Two weeks can fly by, but here we are again. I believe I am settling in well here in Cambridge – working at Wimpole, attempting to do some gardening, and more baking!

At the beginning of this fortnight, there were still plenty of misty mornings and evenings. These were particularly dramatic at Wimpole, especially when the sun was setting behind the trees. I managed to catch some nice photos, although the churchyard one is rather spooky!

A few interesting invertebrates seen – a ladybird, something I don’t know and what looks like the pupal case of something? I believe the ladybird is a Harlequin (Harmonia axyridis).

On a different note, huzzah! I have ticked off another of my 2015 Wildlife Resolutions and it was wonderful! I have finally managed to visit the Grant Museum of Zoology, full of fascinating specimens to peer at and read about. But first, I peered at wildlife near the bus stop in Cambridge, including a rather soggy bumblebee! Poor thing. You can see it isn’t impressed at my peering – in the second photo, it is raising its leg as a warning sign to me. Wonderful behaviour of bumblebees, showing such politeness.

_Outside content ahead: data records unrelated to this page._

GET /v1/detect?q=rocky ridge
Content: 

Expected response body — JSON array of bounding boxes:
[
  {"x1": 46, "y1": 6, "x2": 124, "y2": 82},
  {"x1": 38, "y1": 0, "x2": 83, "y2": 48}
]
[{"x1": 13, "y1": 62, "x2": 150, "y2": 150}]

And so, onto the Grant Museum – glass jars of things (sometimes said things were made of glass which was very clever), mounted skeletons (including a quagga, which is an extinct subspecies of the plains zebra, Equus quagga quagga), and a walk-in closet type thing filled with microscope slides. What more could one want?

Well, except a glass jar of moles of course …

Onto the next day, where I needed to steel my nerves as I was giving a talk at the Orthopterists’ Meeting. Yikes! Unlike many of the other speakers, I am not an academic. In fact, I am not even an expert on Orthoptera (the grasshoppers and crickets)! But having discovered how fascinating these insects are earlier this year, I put myself forward to give a talk on how I got into them and how to get more young naturalists into insects. After all, a challenge is good for one’s self? It was good fun, lovely to meet the other attendees and match some faces to Twitter handles!

Back at Wimpole later in the week, and I had the chance to meet some of the animals down on Home Farm, including some gorgeous Shire horses and adorable piglets. I do so love pigs, they are fantastic animals!

A quiet day at the Garden Gate ticket office was soothed by the presence of the White Park cattle who I cannot resist taking photos of! They are gorgeous! Apparently this breed can be traced back to 5BC?! Also keeping me company were a variety of birds, again I couldn’t resist taking photos!

The quietness wasn’t to last for long as it was soon time for the Christmas Craft Fair at Wimpole! We were incredibly busy in the Ticket Office, but in the late afternoon we had a bit of a lull and I was able to have a quick wander around. Nothing really cried out to me to be bought, but I did see this wonderfully decorated gin! I mentioned to the stallholders that it would go down well at entomological meetings, so let’s see if they take that on board. I didn’t buy any of the gin (though tempted) as Matt and I have some sloe gin stewing currently.